Image quality was high in both CTA and TOF MRA (mean quality score 3.84 ± 0.37 and 3.8 ± 0.41), without statistical difference (p = 0.66). Mean scores of TOF MRA with respect to bypass visualization were higher than CTA in the intracranial segment (p = 0.026). No significant difference of bypass visualization regarding the extracranial and trepanation segments was found between TOF MRA and CTA (p = 0.66 and p = 0.34, respectively). For the trepanation segment, TOF MRA showed pseudo lesions in 2 of all 25 cases.
3T TOF MRA, a non-contrast technique not exposing the patients to radiation, proved to be at least equal to CTA for the assessment of EC-IC bypass, and even superior to CTA with respect to the intracranial segment. In addition, readers should be aware of a potential overestimation showing focal pseudo lesions of the bypass at the trepanation segment in TOF MRA.
为评估时间飞跃磁共振血管造影(TOF MRA)与计算机断层血管造影(CTA)相比,在烟雾病颅外-颅内(EC-IC)搭桥评估中的价值。

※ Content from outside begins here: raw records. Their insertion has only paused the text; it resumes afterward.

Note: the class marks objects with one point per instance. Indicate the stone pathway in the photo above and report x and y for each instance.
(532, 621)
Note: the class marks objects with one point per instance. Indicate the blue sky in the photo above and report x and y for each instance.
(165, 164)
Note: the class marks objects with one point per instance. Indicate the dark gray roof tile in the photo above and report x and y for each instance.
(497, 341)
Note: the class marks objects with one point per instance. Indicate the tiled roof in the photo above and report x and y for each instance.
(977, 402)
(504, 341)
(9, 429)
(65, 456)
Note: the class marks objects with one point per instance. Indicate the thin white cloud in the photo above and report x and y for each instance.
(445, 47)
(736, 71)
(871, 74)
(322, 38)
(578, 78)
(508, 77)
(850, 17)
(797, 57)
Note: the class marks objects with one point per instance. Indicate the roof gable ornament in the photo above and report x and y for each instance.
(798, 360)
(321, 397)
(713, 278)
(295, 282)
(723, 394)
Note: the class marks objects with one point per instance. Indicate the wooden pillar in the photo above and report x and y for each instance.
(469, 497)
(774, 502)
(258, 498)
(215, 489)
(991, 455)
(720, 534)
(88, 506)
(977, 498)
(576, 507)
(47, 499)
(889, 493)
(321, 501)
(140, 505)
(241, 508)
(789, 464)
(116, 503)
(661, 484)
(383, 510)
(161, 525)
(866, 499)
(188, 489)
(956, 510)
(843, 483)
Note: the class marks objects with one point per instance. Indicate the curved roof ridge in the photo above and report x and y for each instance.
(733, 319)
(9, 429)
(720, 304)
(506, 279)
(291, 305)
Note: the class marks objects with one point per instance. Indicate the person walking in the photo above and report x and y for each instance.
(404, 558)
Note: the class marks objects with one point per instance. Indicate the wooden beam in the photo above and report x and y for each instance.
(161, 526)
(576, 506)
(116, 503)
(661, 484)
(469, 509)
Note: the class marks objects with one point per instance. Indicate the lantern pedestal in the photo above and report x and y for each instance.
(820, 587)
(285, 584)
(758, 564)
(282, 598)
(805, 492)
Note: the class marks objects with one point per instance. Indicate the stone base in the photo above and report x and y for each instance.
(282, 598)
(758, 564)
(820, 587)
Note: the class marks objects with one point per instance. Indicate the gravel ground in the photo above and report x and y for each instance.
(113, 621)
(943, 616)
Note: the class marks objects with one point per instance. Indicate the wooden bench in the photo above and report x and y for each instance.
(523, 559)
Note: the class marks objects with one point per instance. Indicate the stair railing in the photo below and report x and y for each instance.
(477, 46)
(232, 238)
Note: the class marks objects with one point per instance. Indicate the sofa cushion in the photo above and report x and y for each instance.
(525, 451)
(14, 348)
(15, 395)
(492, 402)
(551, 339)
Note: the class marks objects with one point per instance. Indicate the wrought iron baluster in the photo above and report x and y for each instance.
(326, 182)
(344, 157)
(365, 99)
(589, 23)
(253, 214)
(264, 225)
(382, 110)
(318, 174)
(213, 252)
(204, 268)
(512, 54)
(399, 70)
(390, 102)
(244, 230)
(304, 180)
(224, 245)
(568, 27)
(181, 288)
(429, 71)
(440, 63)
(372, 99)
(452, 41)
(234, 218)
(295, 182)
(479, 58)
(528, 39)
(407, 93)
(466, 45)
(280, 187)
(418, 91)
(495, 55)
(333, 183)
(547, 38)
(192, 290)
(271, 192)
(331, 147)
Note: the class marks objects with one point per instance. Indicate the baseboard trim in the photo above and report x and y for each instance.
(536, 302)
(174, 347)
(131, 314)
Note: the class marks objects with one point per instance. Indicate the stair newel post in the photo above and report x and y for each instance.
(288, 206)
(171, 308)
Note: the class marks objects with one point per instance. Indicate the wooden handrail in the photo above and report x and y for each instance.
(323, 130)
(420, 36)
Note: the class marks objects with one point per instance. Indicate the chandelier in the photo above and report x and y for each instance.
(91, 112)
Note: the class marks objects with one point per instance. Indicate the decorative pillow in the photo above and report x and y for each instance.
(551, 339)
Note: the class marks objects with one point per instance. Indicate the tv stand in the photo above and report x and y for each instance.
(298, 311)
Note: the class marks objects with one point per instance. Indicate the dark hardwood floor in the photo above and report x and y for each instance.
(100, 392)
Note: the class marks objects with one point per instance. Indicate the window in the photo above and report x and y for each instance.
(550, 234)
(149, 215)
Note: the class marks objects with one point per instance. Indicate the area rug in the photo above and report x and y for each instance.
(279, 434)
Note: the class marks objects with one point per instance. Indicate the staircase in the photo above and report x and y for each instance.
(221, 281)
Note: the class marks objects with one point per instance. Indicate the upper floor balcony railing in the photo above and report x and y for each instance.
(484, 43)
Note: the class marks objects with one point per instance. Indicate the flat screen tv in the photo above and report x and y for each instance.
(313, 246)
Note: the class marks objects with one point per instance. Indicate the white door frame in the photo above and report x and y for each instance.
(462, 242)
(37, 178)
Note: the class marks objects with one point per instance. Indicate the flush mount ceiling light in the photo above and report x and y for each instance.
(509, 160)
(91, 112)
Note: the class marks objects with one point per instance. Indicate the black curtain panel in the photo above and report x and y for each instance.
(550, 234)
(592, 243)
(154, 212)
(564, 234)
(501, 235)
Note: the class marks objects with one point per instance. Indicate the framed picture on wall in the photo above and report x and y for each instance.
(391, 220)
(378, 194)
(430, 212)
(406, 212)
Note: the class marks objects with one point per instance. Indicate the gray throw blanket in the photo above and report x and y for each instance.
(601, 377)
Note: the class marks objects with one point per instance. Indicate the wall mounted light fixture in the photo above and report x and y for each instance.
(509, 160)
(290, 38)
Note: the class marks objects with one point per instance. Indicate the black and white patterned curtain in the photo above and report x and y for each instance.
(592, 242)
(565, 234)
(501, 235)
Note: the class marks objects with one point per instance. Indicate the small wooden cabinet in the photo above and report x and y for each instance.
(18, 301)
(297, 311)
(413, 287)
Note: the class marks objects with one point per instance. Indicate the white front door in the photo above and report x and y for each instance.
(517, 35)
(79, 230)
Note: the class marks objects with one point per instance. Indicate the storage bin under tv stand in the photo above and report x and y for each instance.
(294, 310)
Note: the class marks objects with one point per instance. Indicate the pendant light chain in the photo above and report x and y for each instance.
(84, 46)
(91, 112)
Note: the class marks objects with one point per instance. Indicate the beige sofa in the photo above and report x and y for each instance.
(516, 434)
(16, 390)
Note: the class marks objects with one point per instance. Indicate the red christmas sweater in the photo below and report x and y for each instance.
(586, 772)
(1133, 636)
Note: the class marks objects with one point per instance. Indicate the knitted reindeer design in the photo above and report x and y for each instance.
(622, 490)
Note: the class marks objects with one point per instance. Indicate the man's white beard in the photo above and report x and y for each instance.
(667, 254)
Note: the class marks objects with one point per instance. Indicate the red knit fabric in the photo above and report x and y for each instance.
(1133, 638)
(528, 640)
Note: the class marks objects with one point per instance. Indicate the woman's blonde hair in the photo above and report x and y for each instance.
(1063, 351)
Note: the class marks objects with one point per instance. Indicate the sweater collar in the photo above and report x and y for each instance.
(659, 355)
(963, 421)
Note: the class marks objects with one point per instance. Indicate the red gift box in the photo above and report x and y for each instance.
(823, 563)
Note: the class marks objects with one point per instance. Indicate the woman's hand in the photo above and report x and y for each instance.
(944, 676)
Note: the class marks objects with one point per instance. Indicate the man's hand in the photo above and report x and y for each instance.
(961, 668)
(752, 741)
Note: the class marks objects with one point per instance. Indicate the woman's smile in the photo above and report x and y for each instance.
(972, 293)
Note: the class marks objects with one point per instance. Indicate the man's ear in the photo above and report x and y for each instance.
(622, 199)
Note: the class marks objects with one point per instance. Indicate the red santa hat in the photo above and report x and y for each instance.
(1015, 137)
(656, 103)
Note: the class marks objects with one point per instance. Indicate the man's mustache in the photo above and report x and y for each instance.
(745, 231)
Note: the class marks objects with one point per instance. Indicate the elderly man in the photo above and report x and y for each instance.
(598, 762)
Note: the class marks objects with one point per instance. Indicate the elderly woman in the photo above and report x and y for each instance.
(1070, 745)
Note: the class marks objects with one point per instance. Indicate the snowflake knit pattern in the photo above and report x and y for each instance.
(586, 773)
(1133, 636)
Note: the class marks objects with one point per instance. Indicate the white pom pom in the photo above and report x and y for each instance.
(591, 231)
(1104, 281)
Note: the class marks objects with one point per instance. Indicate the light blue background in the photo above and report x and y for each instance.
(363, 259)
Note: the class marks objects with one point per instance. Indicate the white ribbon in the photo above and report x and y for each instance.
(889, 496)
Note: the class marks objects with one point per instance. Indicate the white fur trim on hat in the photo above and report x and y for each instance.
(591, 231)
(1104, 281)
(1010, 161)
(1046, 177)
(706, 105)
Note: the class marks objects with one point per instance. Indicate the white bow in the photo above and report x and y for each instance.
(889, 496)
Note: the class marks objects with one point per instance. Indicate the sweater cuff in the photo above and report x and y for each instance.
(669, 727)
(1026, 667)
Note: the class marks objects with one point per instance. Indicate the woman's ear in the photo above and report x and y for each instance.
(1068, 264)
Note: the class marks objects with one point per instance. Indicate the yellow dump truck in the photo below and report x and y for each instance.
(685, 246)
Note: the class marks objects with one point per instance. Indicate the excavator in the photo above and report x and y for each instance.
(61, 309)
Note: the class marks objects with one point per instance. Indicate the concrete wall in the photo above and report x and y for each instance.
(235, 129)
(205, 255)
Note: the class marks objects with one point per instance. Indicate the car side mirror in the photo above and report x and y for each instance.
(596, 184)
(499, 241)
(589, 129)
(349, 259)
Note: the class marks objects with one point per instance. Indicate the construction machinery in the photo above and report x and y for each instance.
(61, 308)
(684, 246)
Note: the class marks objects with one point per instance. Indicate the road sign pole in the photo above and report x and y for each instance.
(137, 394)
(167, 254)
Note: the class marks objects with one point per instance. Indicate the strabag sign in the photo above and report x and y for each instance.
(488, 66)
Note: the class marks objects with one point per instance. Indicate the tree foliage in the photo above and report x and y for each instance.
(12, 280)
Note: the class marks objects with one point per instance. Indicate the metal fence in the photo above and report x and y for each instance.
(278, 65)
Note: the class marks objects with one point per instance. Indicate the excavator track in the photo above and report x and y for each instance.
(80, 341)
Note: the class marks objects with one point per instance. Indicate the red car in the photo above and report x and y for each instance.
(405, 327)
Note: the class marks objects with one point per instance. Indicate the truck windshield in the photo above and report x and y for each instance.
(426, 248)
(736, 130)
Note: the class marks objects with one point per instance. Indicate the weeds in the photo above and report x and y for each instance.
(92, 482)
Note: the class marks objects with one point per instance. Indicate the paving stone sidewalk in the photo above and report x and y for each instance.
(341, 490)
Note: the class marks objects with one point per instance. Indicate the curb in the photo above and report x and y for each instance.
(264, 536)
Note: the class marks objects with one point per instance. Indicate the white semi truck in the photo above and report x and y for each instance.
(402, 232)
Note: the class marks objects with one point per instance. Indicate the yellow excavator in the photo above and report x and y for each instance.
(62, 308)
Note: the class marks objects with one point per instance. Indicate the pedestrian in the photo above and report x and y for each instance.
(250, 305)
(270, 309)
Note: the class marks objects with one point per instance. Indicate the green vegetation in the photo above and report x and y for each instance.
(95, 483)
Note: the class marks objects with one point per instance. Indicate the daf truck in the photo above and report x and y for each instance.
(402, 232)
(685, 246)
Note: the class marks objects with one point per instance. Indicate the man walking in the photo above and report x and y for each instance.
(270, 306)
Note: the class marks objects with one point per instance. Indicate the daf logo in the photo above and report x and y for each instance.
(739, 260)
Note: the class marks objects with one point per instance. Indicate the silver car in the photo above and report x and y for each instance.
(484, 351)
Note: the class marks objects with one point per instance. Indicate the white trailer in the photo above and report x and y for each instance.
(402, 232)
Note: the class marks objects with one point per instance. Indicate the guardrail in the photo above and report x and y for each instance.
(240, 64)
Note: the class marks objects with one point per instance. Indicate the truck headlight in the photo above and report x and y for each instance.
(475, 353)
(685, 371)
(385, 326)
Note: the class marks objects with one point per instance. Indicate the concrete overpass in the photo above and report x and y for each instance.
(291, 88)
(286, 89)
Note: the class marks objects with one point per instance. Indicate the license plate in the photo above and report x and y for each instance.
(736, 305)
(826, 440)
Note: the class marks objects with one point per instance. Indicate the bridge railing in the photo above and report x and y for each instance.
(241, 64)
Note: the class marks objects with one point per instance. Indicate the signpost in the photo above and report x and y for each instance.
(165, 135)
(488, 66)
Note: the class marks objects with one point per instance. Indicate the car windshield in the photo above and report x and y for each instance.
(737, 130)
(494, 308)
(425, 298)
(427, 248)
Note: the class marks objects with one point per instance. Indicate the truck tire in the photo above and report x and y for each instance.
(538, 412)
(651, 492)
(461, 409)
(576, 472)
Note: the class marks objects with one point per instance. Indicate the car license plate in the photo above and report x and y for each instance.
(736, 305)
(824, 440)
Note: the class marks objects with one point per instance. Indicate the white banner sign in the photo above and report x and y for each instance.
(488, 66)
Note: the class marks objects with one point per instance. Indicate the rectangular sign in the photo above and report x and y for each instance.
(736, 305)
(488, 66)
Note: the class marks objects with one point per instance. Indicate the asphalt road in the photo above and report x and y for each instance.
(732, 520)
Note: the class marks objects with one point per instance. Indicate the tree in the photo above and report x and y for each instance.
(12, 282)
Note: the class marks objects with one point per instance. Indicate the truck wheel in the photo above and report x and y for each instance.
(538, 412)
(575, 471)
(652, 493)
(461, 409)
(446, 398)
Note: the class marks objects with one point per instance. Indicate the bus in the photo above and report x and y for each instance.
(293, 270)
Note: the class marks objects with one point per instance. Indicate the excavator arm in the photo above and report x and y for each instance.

回顾性分析连续23例烟雾病患者。23例患者接受了25次颅外-颅内搭桥手术。术后1周内行头颅CTA以评估搭桥通畅情况。然后在CTA后24小时内在3T MRI系统上进行TOF MRA扫描。两名放射科医生使用5分制(0 =差至4 =优)对搭桥三个节段(颅外、颅骨切开、颅内)的图像质量和血管完整性进行评分。
CTA和TOF MRA的图像质量均较高(平均质量评分分别为3.84±0.37和3.8±0.41),无统计学差异(p = 0.66)。TOF MRA在颅内节段的搭桥可视化平均评分高于CTA(p = 0.026)。TOF MRA和CTA在颅外和颅骨切开节段的搭桥可视化方面无显著差异(分别为p = 0.66和p = 0.34)。对于颅骨切开节段,25例中有2例在TOF MRA上显示假病变。
3T TOF MRA是一种无需造影剂且不使患者暴露于辐射的技术,在评估EC-IC搭桥方面至少与CTA相当,在颅内节段甚至优于CTA。此外,读者应注意TOF MRA在颅骨切开节段可能会高估搭桥的局灶性假病变。